It can be hard to put aside the noise. There is often so much going on in the markets from day to day it is easy to get distracted, whether it be from the focus of a trade, the pursuit of an idea or even the enjoyment of the day. If you find a pattern or trend that has worked it the past, you have to try not to let it get away from you in all that noise.
Take Cognex (CGNX) as an example of a trend that can easily become lost. It is not a big, household name and the best trend here will take some patience and following, something many are not very good at any longer. Traders want instant gratification. Traders want a trade every day, sometimes a dozen or more in a day. And traders want instant results. CGNX may offer that, but that may not be the best trade.
When I look at past results, I do see the possibility of an instant trade on this one. CGNX has finished higher than its open the last four earnings reports. I could certainly see buying the open and selling that stock at the close, although it may not be easy. Twice -- the last two reports actually -- a trader buying the open would have experienced an intraday drawdown of 4% to 6%, which would be tough for many to hold. On the flip side, there have been two occasions where buying the opening offered the opportunity to sell the stock for double-digit gains the same day. In all four cases, buying the open resulted in a profit by the time the stock closed.
The option market is thin, so straddles and strangles are really difficult here. Toss in the fact that we have $5 wide strikes and most folks are going to ignore this one. I do see one possible trade, though. Note the openings have been relatively tame except for February 2014. While we've seen openings three times below the straddle pricing, we've also see the stock move beyond straddle pricing three times during the day, so there is an opportunity. The idea here would be to use a calendar trade where you would immediately close the short end of the trade early on, then look to close the long side of the trade if the stock made a double-digit move.
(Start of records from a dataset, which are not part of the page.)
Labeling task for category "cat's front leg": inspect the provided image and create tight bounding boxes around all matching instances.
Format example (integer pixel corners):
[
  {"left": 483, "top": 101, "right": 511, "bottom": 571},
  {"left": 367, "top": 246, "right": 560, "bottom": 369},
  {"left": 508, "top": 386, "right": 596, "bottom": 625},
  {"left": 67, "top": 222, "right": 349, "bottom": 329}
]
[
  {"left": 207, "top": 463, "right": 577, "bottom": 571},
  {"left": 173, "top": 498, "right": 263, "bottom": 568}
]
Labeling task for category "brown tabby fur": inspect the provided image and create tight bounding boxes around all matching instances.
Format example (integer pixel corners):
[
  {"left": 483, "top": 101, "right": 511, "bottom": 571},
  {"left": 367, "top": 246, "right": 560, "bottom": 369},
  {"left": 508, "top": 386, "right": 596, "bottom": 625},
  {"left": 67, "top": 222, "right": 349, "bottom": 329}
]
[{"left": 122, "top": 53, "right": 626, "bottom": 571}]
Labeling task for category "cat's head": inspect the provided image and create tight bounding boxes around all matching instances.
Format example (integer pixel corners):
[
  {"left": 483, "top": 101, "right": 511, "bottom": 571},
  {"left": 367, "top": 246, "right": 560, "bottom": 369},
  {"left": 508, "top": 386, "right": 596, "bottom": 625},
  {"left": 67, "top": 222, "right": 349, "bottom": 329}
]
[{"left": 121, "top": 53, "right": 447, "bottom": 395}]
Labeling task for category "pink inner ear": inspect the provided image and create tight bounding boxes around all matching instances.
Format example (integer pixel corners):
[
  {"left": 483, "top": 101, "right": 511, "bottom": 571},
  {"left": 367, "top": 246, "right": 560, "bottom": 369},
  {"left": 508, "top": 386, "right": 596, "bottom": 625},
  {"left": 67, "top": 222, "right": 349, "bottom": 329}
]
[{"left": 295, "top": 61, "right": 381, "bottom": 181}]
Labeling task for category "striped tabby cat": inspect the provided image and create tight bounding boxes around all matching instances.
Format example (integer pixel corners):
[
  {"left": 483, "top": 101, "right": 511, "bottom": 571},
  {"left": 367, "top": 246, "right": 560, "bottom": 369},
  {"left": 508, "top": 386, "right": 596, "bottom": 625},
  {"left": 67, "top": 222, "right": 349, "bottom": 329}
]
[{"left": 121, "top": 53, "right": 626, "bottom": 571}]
Given the three big double-digit moves we've seen, I would tackle this one by shorting the September $35 puts/$40 call strangle, then buying 2x August $35 put/$40 call strangle for a cost of $0.25 to $0.40, with my target being closer to $0.30. If there is a big move or even a 10% move on the open, there is a solid chance the extra-long strangles, even if front month, will play out well. The April 2014 results are about the worst-case scenario, as a point of reference.
There is another possible trade for those more patient, based on the following charts, which are also the same reason I would not look to hold those August strangles for very long (as in not longer than the end of this week). The following two charts show CGNX stock action just into earnings and through the next month and a half. I've outlined the price action on the first trading days after earnings with the black box. Other than February 2014, an interesting trend has emerged. The stock has not traded outside of the earnings day trading range on a significant basis for four to six weeks. Even the February report saw the stock come to the top end of the range after only a few days, so what do we conclude here?
Near the end of this week, as I would give the stock two days post earnings, use the trade range of the first post-earnings day of trading as a trigger. If the stock breaks above, then look to buy it using the 21-day simple moving average as a stop point if on the long side. If the stock extends 8-10% into the green, then begin to use the 8-day simple moving average as a stop for half the position and maintain the 21-day SMA for the remainder of the position. While there may be other applications, this one is nice and simple. We tend to get away from nice and simple these days. I really like this idea and I don't plan on letting it get lost in the noise.